The Covid outbreak caused a lull in mass protests that gripped Thailand during 2020, but rallies have increased over recent weeks. Former red shirt leaders have led “car mobs”, with protesters gathering in their cars and on motorbikes, to reduce the risk of Covid. Even members of the elite, including Tanat Thanakitamnuay, previously an ultra-Royalist, have backed calls for political change. At a protest in August, he lost sight in his right eye after being hit by an object believed to be a tear gas canister.

Dr Punchada Sirivunnabood, a visiting fellow at Singapore’s ISEAS-Yusof Ishak Institute, says there is a “high potential for big protests after the Covid situation becomes better”.
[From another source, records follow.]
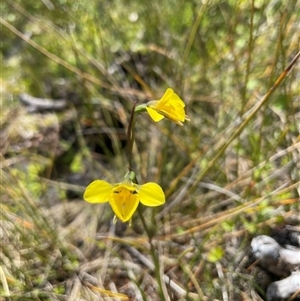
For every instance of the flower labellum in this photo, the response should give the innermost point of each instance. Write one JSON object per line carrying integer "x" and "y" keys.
{"x": 170, "y": 106}
{"x": 124, "y": 197}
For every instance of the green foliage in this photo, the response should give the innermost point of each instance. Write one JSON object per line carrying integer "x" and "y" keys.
{"x": 220, "y": 57}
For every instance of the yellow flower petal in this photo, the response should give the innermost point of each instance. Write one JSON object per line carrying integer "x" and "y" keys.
{"x": 151, "y": 194}
{"x": 124, "y": 202}
{"x": 170, "y": 106}
{"x": 98, "y": 192}
{"x": 154, "y": 115}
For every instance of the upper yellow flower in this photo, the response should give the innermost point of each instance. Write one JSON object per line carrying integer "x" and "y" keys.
{"x": 124, "y": 197}
{"x": 169, "y": 106}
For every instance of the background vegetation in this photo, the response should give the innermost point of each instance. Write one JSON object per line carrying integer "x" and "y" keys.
{"x": 226, "y": 180}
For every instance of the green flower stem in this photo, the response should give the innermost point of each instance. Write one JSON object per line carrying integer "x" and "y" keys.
{"x": 154, "y": 256}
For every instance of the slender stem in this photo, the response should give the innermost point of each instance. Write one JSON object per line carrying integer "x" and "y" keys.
{"x": 154, "y": 256}
{"x": 130, "y": 135}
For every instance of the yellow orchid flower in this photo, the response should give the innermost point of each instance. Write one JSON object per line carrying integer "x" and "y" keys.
{"x": 169, "y": 106}
{"x": 124, "y": 197}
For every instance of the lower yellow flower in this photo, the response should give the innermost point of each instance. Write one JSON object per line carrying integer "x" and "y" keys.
{"x": 169, "y": 106}
{"x": 124, "y": 197}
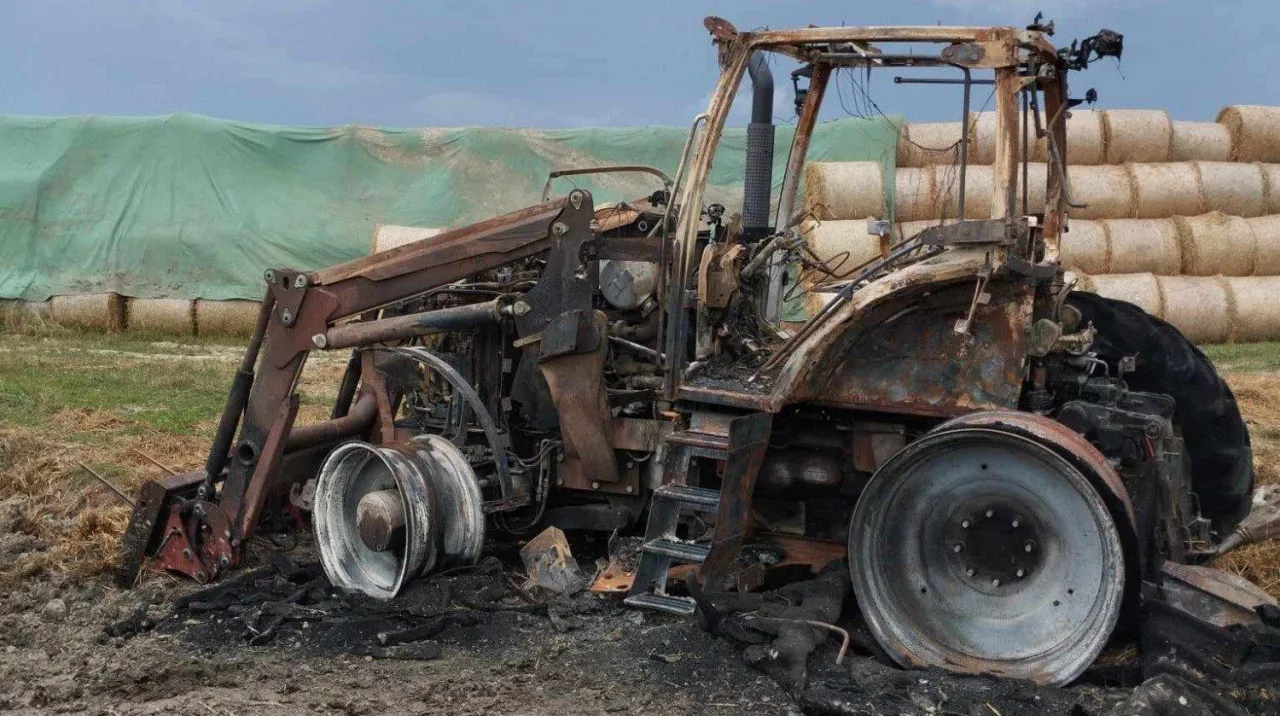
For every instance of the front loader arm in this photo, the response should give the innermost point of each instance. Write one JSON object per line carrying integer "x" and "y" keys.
{"x": 178, "y": 523}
The government, adds Prajak, faces a dilemma over whether to lift restrictions. The protests at Din Daeng remain small, but reopening the country could lead far larger numbers of young people to take to the streets. “Their ideology hasn’t changed, their commitment to political struggle hasn’t changed,” he says.

Chai says he will continue protesting until the government is dissolved. Police violence won’t deter him, or his friends. “It will even spark us to go out, we will get even more angry,” he says. “It’s going to be like this until Prayuth gets out.”